Here’s one for you. Last week I encountered a particularly tricky multi-part mapping
scenario. I had to build a destination message that contained groupings from the two
source messages. Each record in the first source message created a destination node,
and each record in the second source message created a destination node directly beneath
the related first source record. To make matters tougher, every destination record
has an attribute containing a sequential number. So out of this …
The destination was supposed to look like this …
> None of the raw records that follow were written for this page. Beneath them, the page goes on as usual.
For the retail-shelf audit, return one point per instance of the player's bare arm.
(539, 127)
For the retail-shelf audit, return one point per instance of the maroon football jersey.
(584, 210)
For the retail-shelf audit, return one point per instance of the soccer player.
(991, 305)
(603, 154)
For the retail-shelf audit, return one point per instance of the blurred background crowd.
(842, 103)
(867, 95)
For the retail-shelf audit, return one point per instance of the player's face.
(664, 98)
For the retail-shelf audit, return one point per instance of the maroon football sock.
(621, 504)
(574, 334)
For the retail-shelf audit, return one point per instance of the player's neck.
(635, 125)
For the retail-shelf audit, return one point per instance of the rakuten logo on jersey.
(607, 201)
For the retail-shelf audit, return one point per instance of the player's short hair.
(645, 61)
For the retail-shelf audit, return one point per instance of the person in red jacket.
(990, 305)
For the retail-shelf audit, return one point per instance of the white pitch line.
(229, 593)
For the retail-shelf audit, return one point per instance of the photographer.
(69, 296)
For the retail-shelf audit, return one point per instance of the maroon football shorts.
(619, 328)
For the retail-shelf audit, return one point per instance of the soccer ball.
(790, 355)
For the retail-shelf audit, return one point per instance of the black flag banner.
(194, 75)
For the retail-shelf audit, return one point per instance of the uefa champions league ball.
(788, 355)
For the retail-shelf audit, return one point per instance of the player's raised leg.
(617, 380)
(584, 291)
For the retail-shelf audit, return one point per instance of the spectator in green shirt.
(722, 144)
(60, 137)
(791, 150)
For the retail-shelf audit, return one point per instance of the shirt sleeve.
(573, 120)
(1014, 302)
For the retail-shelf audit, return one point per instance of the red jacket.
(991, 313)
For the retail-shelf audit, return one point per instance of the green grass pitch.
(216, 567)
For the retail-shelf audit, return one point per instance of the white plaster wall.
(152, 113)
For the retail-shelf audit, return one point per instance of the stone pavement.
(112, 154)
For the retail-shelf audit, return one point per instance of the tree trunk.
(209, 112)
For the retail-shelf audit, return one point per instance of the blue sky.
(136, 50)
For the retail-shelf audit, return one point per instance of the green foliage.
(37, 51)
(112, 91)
The grouping part wasn’t too tough, just used a Scripting functoid with the XSLT
Call Template and a little hand written XSL. The hard part was creating the sequential
“page” numbers. Those familiar with XSLT know that the “variables” in XSLT are basically
constants, so you can’t create a variable and increment it. I considered building
some sort of recursion to get my incremented number, but in the end, decided to call
a custom .NET component from my map’s XSLT. I built a C# component that had a member
variable, and a method called “GetNext()” which incremented and then returned the
next sequential number. I then set my map’s Custom Extension XML to an XML
document referencing my custom component. Now in my XSLT Call Template I could
get the next “page” number each time I built a destination node. Neat!
See here for
an example of doing this.
Here’s where a “quirk” was introduced. When I deployed this map, and ran multiple
documents through it, the first document had it’s paging correct (e.g. pages 1-5),
but the next messages had the wrong values (e.g. 6-10, 11-16, etc). What was happening
was that somehow this custom C# component was being shared! The “increment” kept counting
on each orchestration call! My C# component wasn’t built as a “static” object, and
I assumed that the scope of each custom object was the individual map (or orchestration)
I still have no idea why this happened, but to ensure it wouldn’t keep happening,
I added a method to the custom component called “Reset()” which set the counter to
0. Then at the top of the map I call out to that method to ensure that each map starts
its counter at 0.
Thoughts as to why this happens? Wild stuff.